Moviebeam will use a proprietary set-top box that offers the same functions as a DVD player, according to a Disney fact sheet. It will operate as a direct-to-consumer service, bypassing cable, satellite and Internet service providers.

The service will use set-top boxes that can store 100 movies and will offer subscribers 10 new movies a week using existing broadcast technology, Eisner said.
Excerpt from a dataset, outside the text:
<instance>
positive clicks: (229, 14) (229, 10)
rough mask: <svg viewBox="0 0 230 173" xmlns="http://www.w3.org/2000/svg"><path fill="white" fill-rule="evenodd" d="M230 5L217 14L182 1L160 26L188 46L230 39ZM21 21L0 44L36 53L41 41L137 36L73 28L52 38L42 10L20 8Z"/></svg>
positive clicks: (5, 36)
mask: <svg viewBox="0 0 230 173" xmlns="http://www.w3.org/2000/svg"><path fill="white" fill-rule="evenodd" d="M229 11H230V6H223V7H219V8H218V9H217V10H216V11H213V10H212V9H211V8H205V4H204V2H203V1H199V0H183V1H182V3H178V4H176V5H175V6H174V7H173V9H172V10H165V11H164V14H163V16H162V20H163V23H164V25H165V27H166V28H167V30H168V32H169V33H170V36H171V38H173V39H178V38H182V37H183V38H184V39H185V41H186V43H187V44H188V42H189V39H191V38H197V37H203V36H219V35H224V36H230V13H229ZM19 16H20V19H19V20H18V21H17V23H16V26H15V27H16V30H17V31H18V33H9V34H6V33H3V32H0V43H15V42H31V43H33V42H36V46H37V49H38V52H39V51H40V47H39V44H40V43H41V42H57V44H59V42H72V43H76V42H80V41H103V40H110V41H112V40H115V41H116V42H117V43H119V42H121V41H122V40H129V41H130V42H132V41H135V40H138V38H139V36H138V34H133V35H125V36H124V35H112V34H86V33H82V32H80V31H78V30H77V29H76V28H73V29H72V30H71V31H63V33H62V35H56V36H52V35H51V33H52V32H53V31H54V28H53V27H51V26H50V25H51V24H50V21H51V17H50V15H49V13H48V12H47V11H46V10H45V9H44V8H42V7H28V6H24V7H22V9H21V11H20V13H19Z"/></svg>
The rollout will take place in Salt Lake City and two other cities yet to be announced.

Trumpeting the company's long-past technological innovations – the first stereophonic TV broadcast, pioneering use of color in the Wonderful World of Disney,” Eisner said the company is “positioning ourselves to be on the leading edge of the next technological wave in entertainment.”

It seems a bit late for that, as Disney, which announced late in 2001 that it would provide movies over the Internet, is the last major studio to join the fray. Five of its peers, Sony/Columbia TriStar, Warner Bros., Paramount, Universal and MGM, are engaged in a VOD joint venture that yielded Movielink.com, which launched quietly last November. Lions Gate has an interest in CinemaNow.com, which has been up and running since 1999; and 20th Century Fox, which bailed out of a VOD partnership with Disney last April, just announced it will offer movies over CinemaNow's service.

Eisner has been a vocal proponent of government regulation and prosecution of digital piracy, lobbying for intervention at congressional hearings.

Moviebeam is an effort to thwart piracy,

"If we don't provide consumers with our product in a timely manner, the pirates will," Eisner said.